Cristoph Hintz (left), Lindsey Biehler and Professor Dr. Luis Garcia in Dr. Luis’ lab at Texas A&M University-Corpus Christi with one of their homemade drones. Staff Photo
The home of the drone is taking unmanned flight into new realms of possibility, developing vehicles that can transition from horizontal to vertical and communicate with one another to coordinate movement.
Professors at Texas A&M University-Corpus Christi, which recently became one of only 11 test sites in the United States for drone research, are sponsoring senior projects for undergraduates that go way beyond a typical written thesis.
“Most of the students who come here want to be involved with the test site and the drones,” said Dr. Luis Garcia, who teaches a control systems class that allows students to turn pure math into a reality that flies without remote controls.
One of the senior projects Garcia is supervising involves five students who are building an octo-copter that can transform itself from a horizontal configuration to vertical in the event of lost rotors or in the face of narrow entries. Garcia, himself, is working with other students on getting three ground vehicles to travel in formation by communicating their positions to one another. He wants to take that to the air as well.
“My research goal is to create — long term — teams of vehicles working in a corporative way to increase performance of autonomous agents in missions,” he said. “If you have one person looking for someone who is lost, and it takes two hours, then two vehicles can cut that in half.”
Part of the problem he and the students face involves the computers needed on board the vehicles on the ground and in the air. The computers are just too heavy.
Weight is an issue with each piece of the drone, from the homemade plastic parts to the paint. An attempt by a senior group last year to fly a vertical octo-copter was unsuccessful because the spraypaint used on the body was too heavy, said student Lindsay Biehler, who is part of this year’s octo-copter team.

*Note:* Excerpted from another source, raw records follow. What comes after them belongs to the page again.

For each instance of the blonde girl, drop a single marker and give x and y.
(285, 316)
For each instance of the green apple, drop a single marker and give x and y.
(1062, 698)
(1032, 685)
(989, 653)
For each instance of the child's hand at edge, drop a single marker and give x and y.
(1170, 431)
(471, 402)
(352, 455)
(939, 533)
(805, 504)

Biehler is a fifth-year senior and an assistant coach for women’s golf at TAMU-CC. She spent the past four years in engineering classes and playing NCAA golf. Being asked to join Garcia’s UAS team was a great honor she said.

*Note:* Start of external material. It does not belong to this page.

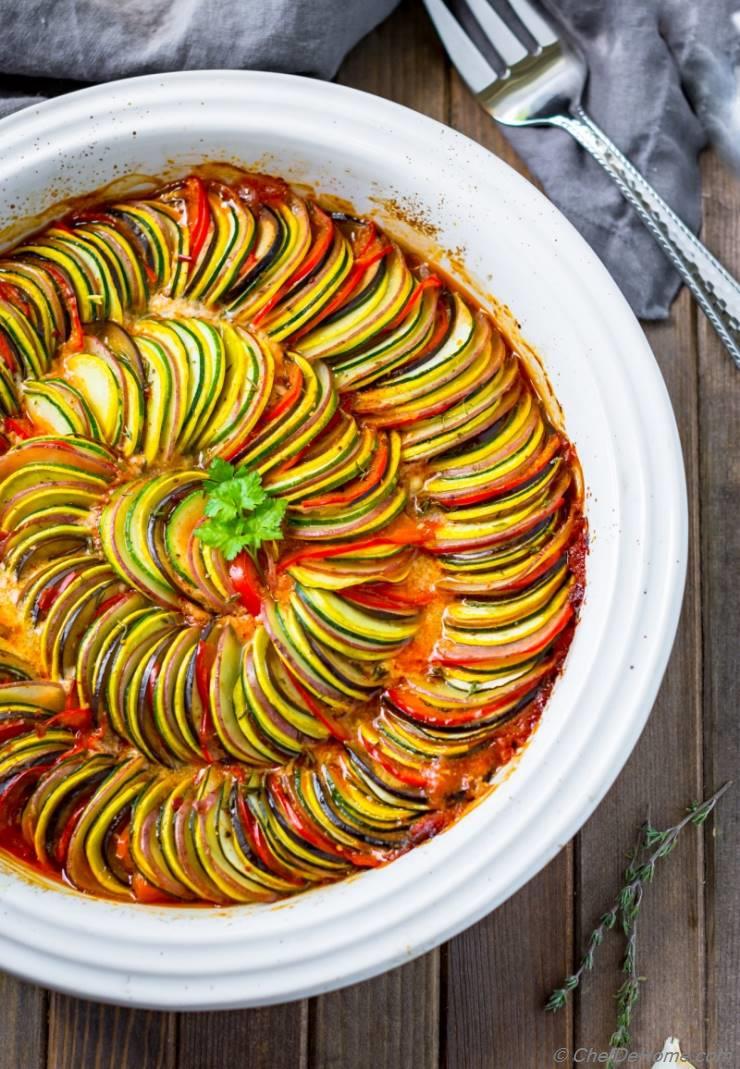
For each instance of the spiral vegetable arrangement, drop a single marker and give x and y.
(231, 714)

“I’m excited,” she said. “This type of project that we’re doing has never been done before.”
The team, which is led by senior Christoph Hintz of Germany, plans to have the system in the air by April. The first semester was spent planning, designing and computing. Some parts were designed by computer and created on a 3-D printer. Others are on order. Assembly will begin in the spring semester.
“Our project is about search-and-rescue for small, tight spaces,” she explained. “We use all our skills from all our other classes to design.”
Real-world implications for this senior undergraduate project include everything from construction site work to disaster rescue to wildlife resource monitoring and beyond.
“The more this technology improves, the bigger impact it will have on the economy,” Garcia said.
While the United States lags behind other countries in allowing commercial use of drones in the airspace, the technology will eventually take off, Garcia said. TAMU-CC is already on the forefront of helping make that happen, from working on new government regulations to developing the next phase of drone technology.